Recovering Proceeds from Pre-petition Check

In re Franklin, 254 B.R. 718 (Bankr. W.D. Tenn. 2000), addressed efforts to recover proceeds from the post-petition presentment of a pre-petition check. Bankruptcy Judge G. Harvey Boswell held that the check qualified as a "negotiable instrument" and that the presentment after the petition date did not violate the automatic stay. The court also held that the bank that was without notice of the debtor's chapter 13 filing was not liable for failing to turnover the entire checking account balance on the petition date to the trustee. Ultimately, the court held that the money received upon presentment of the check could be recovered for the benefit of the bankruptcy estate as the avoidance of an unauthorized post-petition transfer from the debtor's account.

Motion to Dismiss for Failure to Attend §341 Meeting

In In re Rodriguez, 255 B.R. 118 (Bankr. S.D.N.Y. 2000), the chapter 7 trustee moved to dismiss the case based on the debtor's failure to attend the §341 meeting.
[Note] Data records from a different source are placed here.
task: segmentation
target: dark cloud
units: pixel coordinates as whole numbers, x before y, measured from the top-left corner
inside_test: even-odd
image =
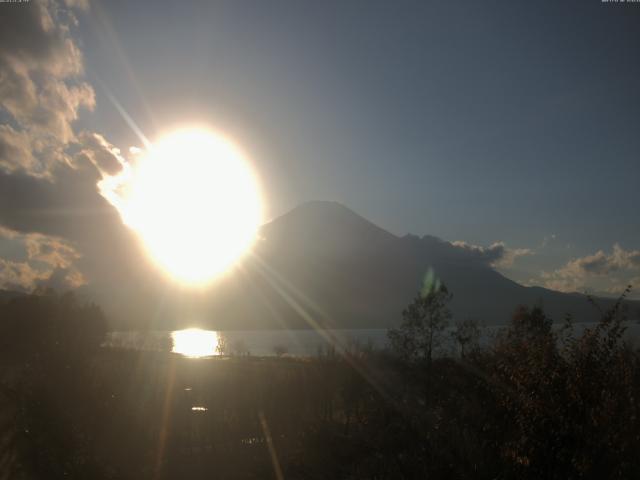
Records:
[[[406,235],[404,239],[425,244],[438,259],[488,268],[509,267],[516,258],[534,254],[534,251],[528,248],[509,248],[504,242],[495,242],[488,247],[483,247],[463,241],[447,242],[432,235],[425,235],[422,238],[416,235]]]
[[[0,286],[144,289],[152,268],[96,186],[121,168],[120,152],[74,129],[95,99],[70,7],[88,2],[32,1],[1,12]]]
[[[504,242],[495,242],[488,247],[462,241],[452,242],[451,245],[459,250],[465,260],[500,267],[509,267],[516,258],[534,253],[529,248],[507,248]]]
[[[0,17],[0,228],[13,232],[4,242],[24,256],[3,249],[5,285],[117,282],[130,273],[123,259],[135,265],[128,255],[139,253],[96,187],[121,168],[118,149],[73,128],[95,100],[70,7],[88,2],[34,1],[3,8]]]
[[[98,193],[99,179],[99,172],[89,164],[61,167],[53,180],[0,172],[0,225],[24,237],[37,233],[58,238],[81,255],[71,267],[58,262],[55,268],[26,260],[26,253],[22,259],[20,252],[14,254],[15,260],[3,253],[0,279],[4,277],[4,288],[15,285],[23,290],[37,286],[66,290],[86,282],[81,290],[103,305],[111,317],[147,318],[160,295],[157,292],[165,288],[165,279],[157,274],[117,211]],[[20,246],[26,252],[25,242]],[[59,249],[51,251],[46,242],[32,252],[50,260],[60,254]]]
[[[77,236],[111,209],[97,194],[94,168],[63,167],[54,181],[0,172],[0,224],[21,232]]]

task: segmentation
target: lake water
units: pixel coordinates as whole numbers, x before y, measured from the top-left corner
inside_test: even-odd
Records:
[[[595,324],[576,323],[574,334]],[[559,328],[561,325],[555,325]],[[503,326],[484,327],[480,344],[487,345]],[[640,325],[627,325],[626,339],[639,345]],[[440,353],[452,354],[456,346],[450,335],[444,334]],[[388,346],[386,329],[342,329],[342,330],[175,330],[110,332],[105,347],[134,350],[169,350],[189,357],[215,355],[289,355],[309,357],[335,351],[342,353],[362,348],[383,349]]]
[[[335,349],[384,348],[387,330],[175,330],[110,332],[104,346],[134,350],[167,350],[186,356],[222,354],[296,357],[315,356]]]

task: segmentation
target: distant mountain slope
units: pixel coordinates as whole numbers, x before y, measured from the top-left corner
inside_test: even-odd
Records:
[[[541,304],[557,321],[596,318],[583,295],[524,287],[449,242],[397,237],[335,202],[264,225],[252,257],[213,290],[207,317],[217,328],[386,328],[429,272],[453,293],[457,318],[501,324],[519,304]]]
Bankruptcy Judge Robert E. Gerber held that the relief requested was ineffective and inappropriate to deal with the real issue—the discharge of the debtor where the debtor was not examined. The court took judicial notice that under Fed. R. Evid. 201(1) and (2), the debtor had already been discharged. Under Bankruptcy Rule 4004(a), the trustee had 60 days from the time first set for the §341 meeting to object to the discharge, but did not do so. The trustee could have sought an extension of time to object to discharge, and the failure to attend a §341 examination would have constituted cause for such an extension. However, the time for filing such a motion had already expired. Thus, the court denied the motion to dismiss the case, but authorized and directed the trustee to seek an order authorizing the examination of the debtor pursuant to Bankruptcy Rule 2004. If the debtor ignored the Rule 2004 order, the trustee could request an arrest under Bankruptcy Rule 2005, seek to revoke the discharge under §727(d)(3) and/or seek to dismiss the case as prejudiced under §349(a).